Everyone is short of time in the morning, no matter who you are. I mean, that’s a pretty sweeping statement but I’m going to stand by it. At least some of your mornings will be spent bleary eyed and dashing out the door without so much as a glance in the mirror. So, the idea of being able to whip up a batch of oats on a Sunday evening and then being able to scoop them and go as you rush out the door in the morning is definitely something I like to do. These soaked oats, or bircher muesli are completely fool proof. Genuinely you can’t go wrong and they are a complete game changer when time is not on your side.
The premise is this: simply cover you oats with a liquid (apple juice, milk, coconut milk, almond milk, cream, yoghurt, orange juice are all great) and leave for a few hours or overnight. The oats will plump up and become creamy and delicious. Eat this is in a fancy hotel and the chances are it will be made with cream. Yes. That is why it tastes so good. Sorry about that.
You can add mashed berries, grated apple, dried fruits, nuts, seeds, desiccated coconut….or all or any of these and stir them through. Top with stewed apples, poached apricots or berry compote for a really delicious breakfast. For these Zanna inspired oats I have used the tropical flavours of coconut, mango and lime for a zingy, zesty and delicious flavour combination to ensure your day starts with a spring in your step.

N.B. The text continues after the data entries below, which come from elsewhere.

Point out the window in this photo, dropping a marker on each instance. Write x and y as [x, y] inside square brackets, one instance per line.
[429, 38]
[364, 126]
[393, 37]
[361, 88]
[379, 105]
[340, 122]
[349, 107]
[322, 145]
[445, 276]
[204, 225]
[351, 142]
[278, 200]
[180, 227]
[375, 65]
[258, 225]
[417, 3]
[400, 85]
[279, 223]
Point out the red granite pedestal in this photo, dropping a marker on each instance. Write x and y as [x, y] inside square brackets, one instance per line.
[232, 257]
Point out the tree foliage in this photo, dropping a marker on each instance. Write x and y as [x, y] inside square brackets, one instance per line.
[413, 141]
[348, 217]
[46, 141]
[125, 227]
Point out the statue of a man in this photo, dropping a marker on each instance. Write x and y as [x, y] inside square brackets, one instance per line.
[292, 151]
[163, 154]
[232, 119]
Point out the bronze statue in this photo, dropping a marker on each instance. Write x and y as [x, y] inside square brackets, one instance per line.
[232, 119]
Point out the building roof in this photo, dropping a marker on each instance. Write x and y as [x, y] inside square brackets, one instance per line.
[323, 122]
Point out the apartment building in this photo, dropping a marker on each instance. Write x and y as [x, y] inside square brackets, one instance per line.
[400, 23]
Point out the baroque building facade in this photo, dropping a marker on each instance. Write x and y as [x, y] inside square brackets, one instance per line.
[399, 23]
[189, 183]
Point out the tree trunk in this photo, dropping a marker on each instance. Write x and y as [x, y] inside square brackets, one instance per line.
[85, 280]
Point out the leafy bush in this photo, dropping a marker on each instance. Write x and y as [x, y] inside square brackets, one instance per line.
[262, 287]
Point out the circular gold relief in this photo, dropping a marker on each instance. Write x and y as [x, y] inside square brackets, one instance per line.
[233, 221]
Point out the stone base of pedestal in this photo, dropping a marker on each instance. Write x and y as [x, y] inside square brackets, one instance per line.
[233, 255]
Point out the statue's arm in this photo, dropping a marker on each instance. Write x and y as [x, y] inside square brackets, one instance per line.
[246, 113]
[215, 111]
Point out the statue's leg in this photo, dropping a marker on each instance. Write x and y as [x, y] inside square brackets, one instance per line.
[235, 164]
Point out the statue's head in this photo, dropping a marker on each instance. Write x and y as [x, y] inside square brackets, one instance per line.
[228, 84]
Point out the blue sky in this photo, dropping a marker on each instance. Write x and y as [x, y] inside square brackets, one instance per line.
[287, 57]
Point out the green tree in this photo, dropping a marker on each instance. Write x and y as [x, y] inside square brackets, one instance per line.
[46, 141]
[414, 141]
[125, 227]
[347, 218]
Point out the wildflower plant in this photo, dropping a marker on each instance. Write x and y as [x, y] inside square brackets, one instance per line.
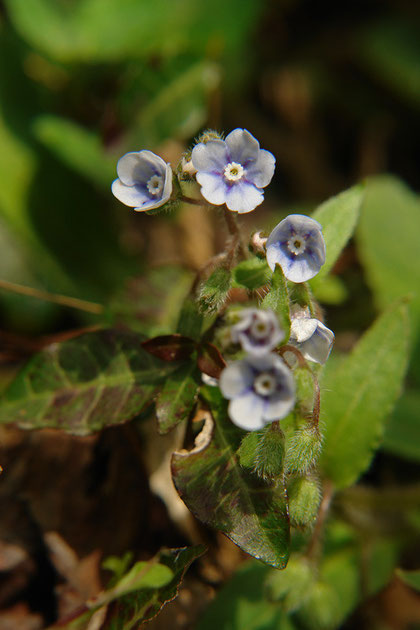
[281, 437]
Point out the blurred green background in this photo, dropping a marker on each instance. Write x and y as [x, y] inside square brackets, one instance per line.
[332, 89]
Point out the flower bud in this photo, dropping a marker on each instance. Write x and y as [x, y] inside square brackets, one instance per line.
[304, 497]
[303, 449]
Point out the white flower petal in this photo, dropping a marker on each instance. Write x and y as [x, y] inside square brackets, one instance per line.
[246, 411]
[243, 197]
[242, 146]
[213, 187]
[129, 195]
[210, 156]
[235, 379]
[260, 173]
[139, 167]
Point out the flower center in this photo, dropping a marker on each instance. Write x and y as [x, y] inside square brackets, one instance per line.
[296, 245]
[155, 185]
[233, 171]
[265, 384]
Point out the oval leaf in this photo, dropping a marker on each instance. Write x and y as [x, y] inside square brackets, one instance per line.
[220, 493]
[359, 394]
[84, 384]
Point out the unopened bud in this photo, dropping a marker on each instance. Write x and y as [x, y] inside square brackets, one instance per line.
[304, 497]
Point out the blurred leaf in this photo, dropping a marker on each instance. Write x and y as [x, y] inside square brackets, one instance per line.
[359, 394]
[105, 30]
[391, 48]
[251, 274]
[412, 578]
[211, 482]
[178, 396]
[140, 594]
[210, 361]
[387, 239]
[338, 217]
[402, 433]
[84, 384]
[170, 347]
[277, 299]
[179, 108]
[190, 320]
[79, 148]
[241, 604]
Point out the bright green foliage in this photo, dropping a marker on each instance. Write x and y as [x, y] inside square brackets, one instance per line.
[402, 433]
[251, 274]
[241, 605]
[303, 449]
[213, 293]
[338, 217]
[84, 384]
[359, 394]
[304, 496]
[177, 398]
[108, 30]
[218, 491]
[141, 593]
[277, 299]
[412, 578]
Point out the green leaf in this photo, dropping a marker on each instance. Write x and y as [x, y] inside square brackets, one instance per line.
[178, 397]
[140, 594]
[412, 578]
[220, 493]
[388, 239]
[338, 217]
[277, 299]
[402, 433]
[241, 604]
[251, 274]
[84, 384]
[79, 148]
[359, 394]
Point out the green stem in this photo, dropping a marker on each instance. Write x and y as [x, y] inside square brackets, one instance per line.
[63, 300]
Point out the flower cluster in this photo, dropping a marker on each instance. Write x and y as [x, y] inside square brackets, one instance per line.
[234, 171]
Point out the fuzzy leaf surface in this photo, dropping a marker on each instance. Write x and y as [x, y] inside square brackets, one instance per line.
[178, 396]
[338, 217]
[84, 384]
[220, 493]
[359, 394]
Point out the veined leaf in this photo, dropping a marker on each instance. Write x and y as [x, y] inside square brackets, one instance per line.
[137, 596]
[338, 217]
[178, 396]
[84, 384]
[219, 492]
[359, 394]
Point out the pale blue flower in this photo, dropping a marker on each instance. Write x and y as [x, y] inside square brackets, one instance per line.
[311, 337]
[144, 180]
[257, 331]
[260, 389]
[233, 171]
[298, 246]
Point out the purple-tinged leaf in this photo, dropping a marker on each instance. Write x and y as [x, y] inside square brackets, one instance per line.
[178, 397]
[84, 384]
[210, 361]
[252, 512]
[170, 347]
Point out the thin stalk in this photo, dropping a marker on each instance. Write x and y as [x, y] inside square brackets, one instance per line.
[56, 298]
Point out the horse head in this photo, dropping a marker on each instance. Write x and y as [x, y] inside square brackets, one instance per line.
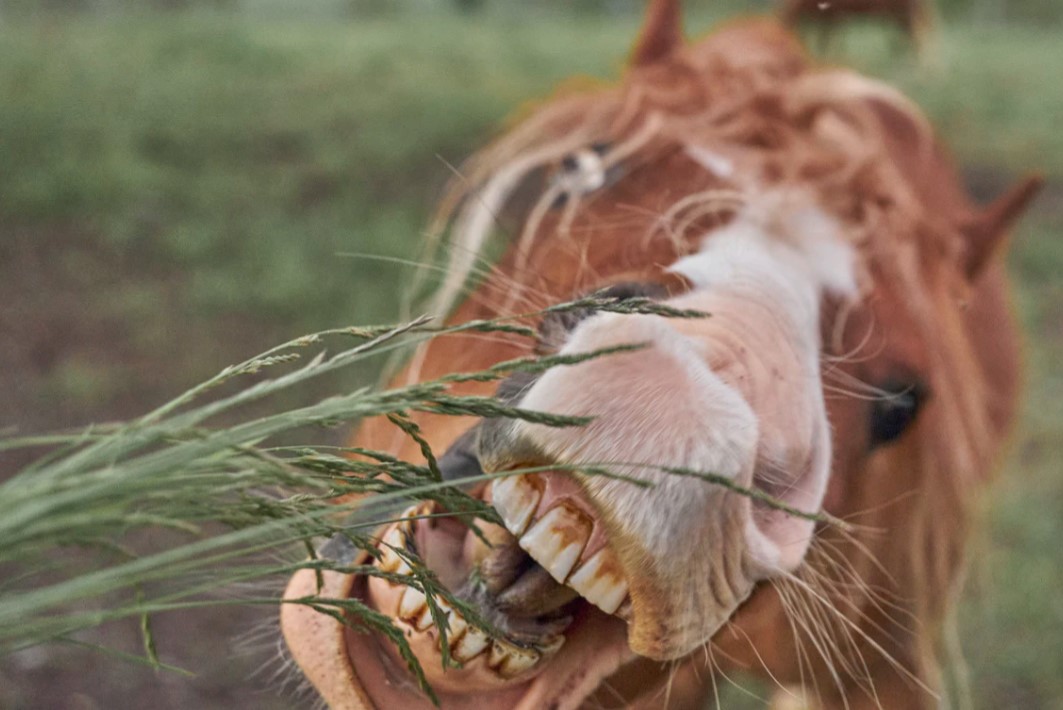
[848, 389]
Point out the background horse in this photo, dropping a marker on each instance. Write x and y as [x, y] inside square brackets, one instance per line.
[912, 16]
[860, 359]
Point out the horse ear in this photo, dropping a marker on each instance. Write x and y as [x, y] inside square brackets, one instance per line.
[986, 229]
[661, 33]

The bircher is topped off with delicious mango steeped in a lime syrup which everyone loves.
- Yield: Serves 4
For the bircher:
400ml coconut milk
300ml almond milk
1 tbsp maple syrup
1 tbsp pumpkin seeds
1 tbsp chia seeds
1 tbsp desiccated coconut
juice and zest of 1 lime
For the mangoes in lime syrup:
125 ml water
1 lime, zest and juice
Put all the ingredients for the muesli in a large bowl. Give it a good stir. Cover with clingfilm and leave in the fridge overnight.
If it’s too stiff when you come to serve it, you can always loosen it with more liquid. Scoop into bowls and top with the mango and some coconut flakes.
For the mango:
All you have to do is pop the sugar and water in a saucepan and heat gently until the sugar is all dissolved.
Bring gently to the boil and then turn down the heat and simmer for 2 minutes.
Turn off the heat and add the lime juice and the zest.
Allow the syrup to cool.
Peel the mango and cut into slices, or chunks, whichever you prefer.
Pop the mango in a bowl and then douse the mango in the syrup and leave to mingle for an hour or so in the fridge (that’s the mango and syrup mingling…not you. Don’t climb in the fridge).